My family got a dog for the first time 3 years ago. She is a shelter gog and is a terrier mix and she has been a wonderful addition to the family. Shelter dogs have their issues too but honestly..I think that makes them more in tune with emotions and really connecting to a family that will love them forever. I definitely consider our dog therapy for the entire family and we have been therapy for her as well.

Oh one more note since you have never had a dog before. You might want to check to make sure you are not allergic...or anyone else is in the family. My mom is allergic but is able to have a this dog since it has more of the winery coat making it so much easier on allergy suffers, of course there are hypoallergenic dogs too like labraddodles but they can get pretty expensive. Poodles, terrier mixes work out well. I knew this going into the shelter that day and only looked at the dogs that fit this criteria..and we found Saidie!

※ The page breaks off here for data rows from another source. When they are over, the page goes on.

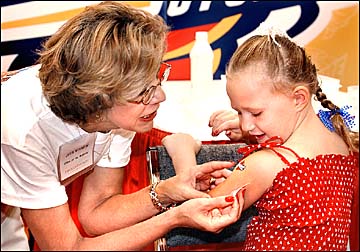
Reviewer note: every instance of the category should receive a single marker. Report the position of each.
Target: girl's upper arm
(260, 170)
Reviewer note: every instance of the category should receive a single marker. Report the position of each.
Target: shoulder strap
(271, 143)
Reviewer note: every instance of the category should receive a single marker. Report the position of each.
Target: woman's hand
(210, 214)
(177, 142)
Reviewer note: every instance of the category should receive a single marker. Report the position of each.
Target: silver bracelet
(155, 200)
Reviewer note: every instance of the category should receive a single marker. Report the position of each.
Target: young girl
(301, 173)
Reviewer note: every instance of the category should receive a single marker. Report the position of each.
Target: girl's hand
(227, 121)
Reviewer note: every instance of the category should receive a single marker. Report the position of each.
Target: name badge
(76, 158)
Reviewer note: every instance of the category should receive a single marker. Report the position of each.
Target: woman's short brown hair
(105, 55)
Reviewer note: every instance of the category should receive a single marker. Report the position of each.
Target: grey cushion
(188, 236)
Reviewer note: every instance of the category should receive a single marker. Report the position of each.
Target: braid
(351, 138)
(325, 102)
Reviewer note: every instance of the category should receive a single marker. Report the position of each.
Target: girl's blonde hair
(288, 65)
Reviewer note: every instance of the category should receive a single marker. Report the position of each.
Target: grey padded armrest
(161, 168)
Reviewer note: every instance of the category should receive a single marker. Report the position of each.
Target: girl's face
(263, 112)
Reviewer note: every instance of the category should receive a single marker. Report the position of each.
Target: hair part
(103, 56)
(288, 65)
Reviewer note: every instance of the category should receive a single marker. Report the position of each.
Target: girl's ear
(302, 97)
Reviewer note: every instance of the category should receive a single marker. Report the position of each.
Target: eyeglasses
(146, 95)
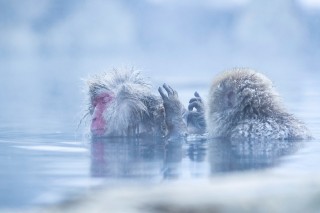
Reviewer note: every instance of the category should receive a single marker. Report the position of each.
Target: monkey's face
(225, 96)
(99, 104)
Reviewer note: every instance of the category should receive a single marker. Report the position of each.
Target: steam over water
(48, 47)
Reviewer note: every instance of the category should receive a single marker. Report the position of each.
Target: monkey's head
(239, 94)
(121, 104)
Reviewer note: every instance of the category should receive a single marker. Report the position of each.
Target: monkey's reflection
(230, 156)
(137, 158)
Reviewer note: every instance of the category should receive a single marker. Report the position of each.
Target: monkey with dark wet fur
(121, 103)
(244, 105)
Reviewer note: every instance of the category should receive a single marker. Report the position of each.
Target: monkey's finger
(197, 105)
(163, 95)
(168, 89)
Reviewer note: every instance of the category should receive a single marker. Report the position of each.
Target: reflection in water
(132, 158)
(230, 156)
(135, 158)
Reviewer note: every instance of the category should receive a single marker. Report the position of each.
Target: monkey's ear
(230, 99)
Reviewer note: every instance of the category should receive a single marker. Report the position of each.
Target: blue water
(47, 48)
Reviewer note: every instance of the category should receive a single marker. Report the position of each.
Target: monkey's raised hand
(173, 111)
(196, 118)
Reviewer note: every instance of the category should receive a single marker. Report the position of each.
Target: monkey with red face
(121, 103)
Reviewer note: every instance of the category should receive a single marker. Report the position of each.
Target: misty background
(48, 46)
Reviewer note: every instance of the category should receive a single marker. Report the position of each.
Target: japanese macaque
(121, 103)
(244, 105)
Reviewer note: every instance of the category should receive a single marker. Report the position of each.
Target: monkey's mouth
(98, 132)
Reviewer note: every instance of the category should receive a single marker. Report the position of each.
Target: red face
(100, 103)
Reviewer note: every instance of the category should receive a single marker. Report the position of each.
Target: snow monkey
(243, 104)
(122, 103)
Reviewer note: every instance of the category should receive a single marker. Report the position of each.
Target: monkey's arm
(173, 112)
(196, 122)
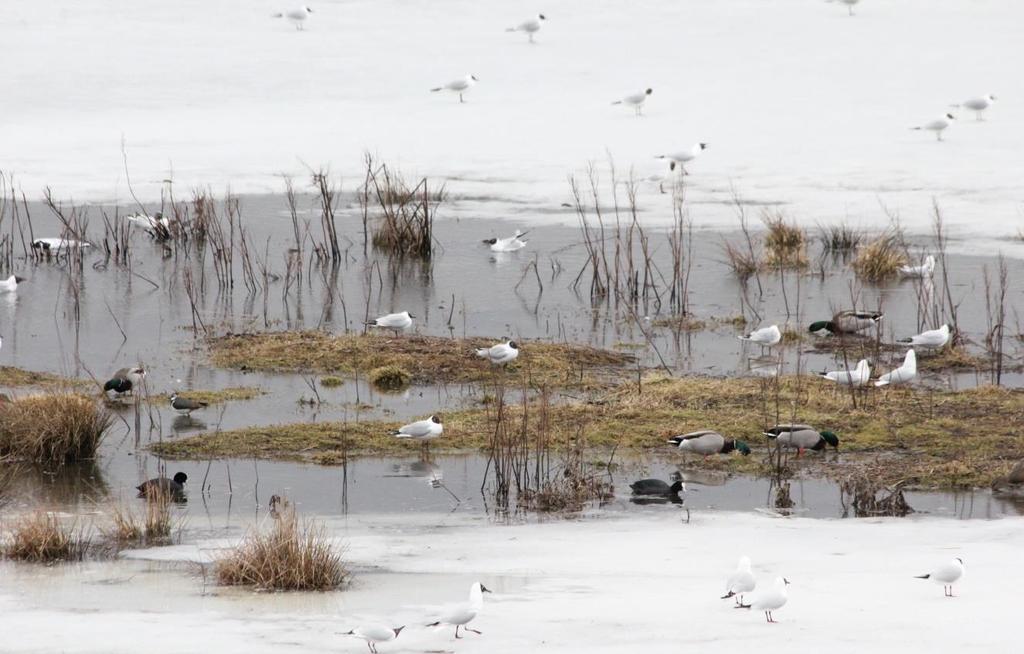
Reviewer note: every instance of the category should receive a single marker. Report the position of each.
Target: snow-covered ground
(648, 583)
(800, 102)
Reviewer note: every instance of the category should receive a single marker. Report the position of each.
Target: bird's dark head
(830, 438)
(819, 325)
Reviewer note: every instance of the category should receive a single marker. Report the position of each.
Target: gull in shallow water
(937, 126)
(905, 373)
(685, 157)
(636, 100)
(770, 600)
(396, 321)
(979, 104)
(374, 634)
(740, 581)
(925, 269)
(501, 353)
(765, 337)
(946, 574)
(10, 284)
(530, 27)
(463, 614)
(509, 244)
(857, 377)
(933, 339)
(458, 86)
(297, 15)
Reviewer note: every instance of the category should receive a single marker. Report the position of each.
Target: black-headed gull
(374, 634)
(459, 86)
(769, 600)
(934, 339)
(501, 353)
(740, 581)
(685, 157)
(979, 104)
(462, 614)
(10, 284)
(947, 574)
(801, 437)
(937, 126)
(298, 15)
(530, 27)
(636, 100)
(857, 377)
(709, 442)
(766, 337)
(396, 321)
(905, 373)
(510, 244)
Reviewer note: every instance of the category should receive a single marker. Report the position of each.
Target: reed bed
(290, 556)
(59, 428)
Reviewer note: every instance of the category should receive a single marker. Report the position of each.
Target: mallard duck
(709, 442)
(847, 322)
(801, 437)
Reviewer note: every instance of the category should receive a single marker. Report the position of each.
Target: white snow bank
(621, 584)
(800, 102)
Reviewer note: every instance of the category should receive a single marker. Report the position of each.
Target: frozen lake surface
(802, 104)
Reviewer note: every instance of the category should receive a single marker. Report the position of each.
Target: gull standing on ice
(933, 339)
(765, 337)
(801, 437)
(10, 284)
(686, 157)
(374, 634)
(946, 574)
(297, 16)
(857, 377)
(926, 269)
(463, 614)
(501, 353)
(530, 27)
(709, 442)
(636, 100)
(771, 600)
(979, 104)
(938, 126)
(740, 581)
(396, 321)
(510, 244)
(905, 373)
(422, 430)
(458, 86)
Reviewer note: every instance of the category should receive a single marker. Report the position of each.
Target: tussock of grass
(427, 359)
(290, 556)
(785, 245)
(937, 439)
(58, 428)
(41, 537)
(881, 259)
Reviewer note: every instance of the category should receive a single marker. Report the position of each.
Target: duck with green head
(802, 437)
(709, 442)
(847, 322)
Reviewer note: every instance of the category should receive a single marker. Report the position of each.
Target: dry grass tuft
(41, 537)
(390, 378)
(291, 556)
(785, 244)
(881, 259)
(58, 428)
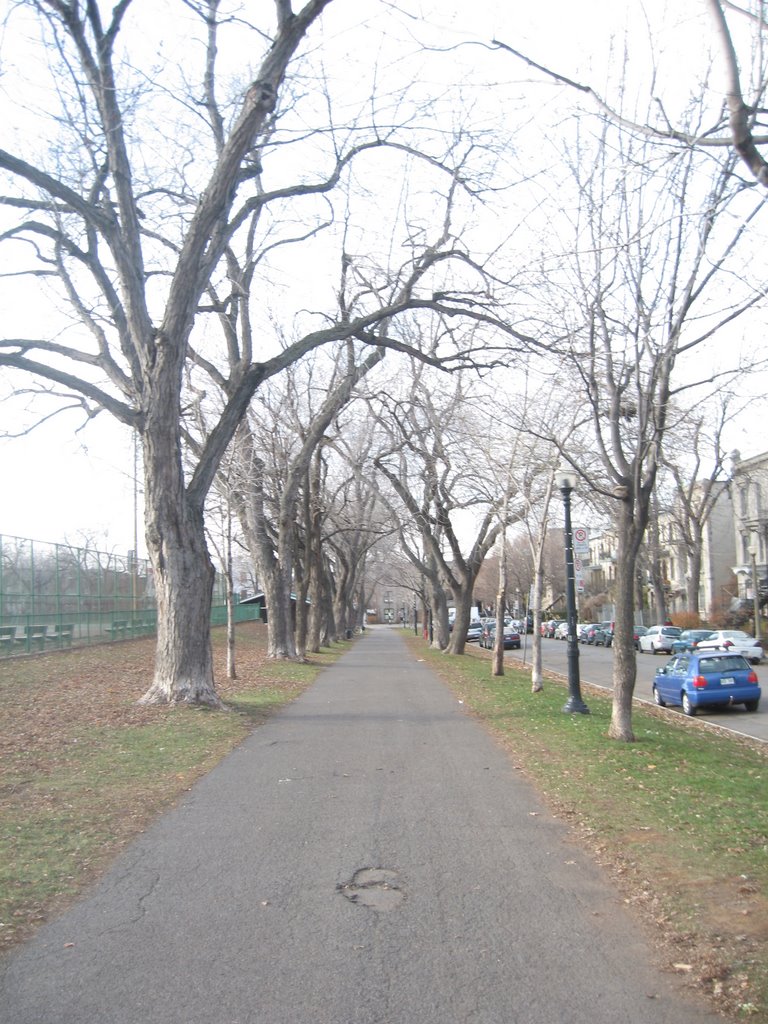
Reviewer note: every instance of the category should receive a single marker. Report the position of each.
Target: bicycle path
(368, 856)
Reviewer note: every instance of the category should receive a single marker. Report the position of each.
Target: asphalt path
(368, 856)
(596, 668)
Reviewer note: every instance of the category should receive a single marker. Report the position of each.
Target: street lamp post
(565, 480)
(755, 593)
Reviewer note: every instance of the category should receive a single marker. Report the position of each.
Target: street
(596, 667)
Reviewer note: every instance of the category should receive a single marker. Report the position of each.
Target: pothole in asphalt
(374, 887)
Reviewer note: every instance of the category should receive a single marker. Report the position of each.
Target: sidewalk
(368, 856)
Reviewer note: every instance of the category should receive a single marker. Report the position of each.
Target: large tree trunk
(625, 666)
(183, 581)
(537, 668)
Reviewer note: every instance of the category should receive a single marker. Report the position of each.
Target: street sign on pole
(581, 541)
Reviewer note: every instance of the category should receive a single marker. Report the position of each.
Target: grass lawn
(680, 817)
(84, 769)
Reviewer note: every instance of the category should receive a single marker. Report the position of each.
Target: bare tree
(650, 246)
(739, 126)
(132, 239)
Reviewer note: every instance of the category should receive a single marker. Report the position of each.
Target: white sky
(58, 484)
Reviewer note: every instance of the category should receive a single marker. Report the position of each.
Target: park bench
(62, 635)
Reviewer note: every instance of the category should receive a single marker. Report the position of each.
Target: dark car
(640, 631)
(688, 640)
(707, 679)
(511, 637)
(588, 633)
(603, 635)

Oh and you can train your dog to be a theapy dog as well. This will also help on cost. And honestly if you make that connection before they learn everything..you also become closer to the dog. I have a friend who is blind and has a new service dog about every 7or 8 years. She likes dogs but never really gets attached to them since they are working mostly and after that amount of time they must retire and go to another home. Having your own dog first, then train in obedience and then eventually train in therapy just seems to work out better.( ESP. Since your son is autistic..that connection is important!)

Good luck!
Thanks for sharing your experience and advice. Awesome how your family and dog have provided therapy for each other.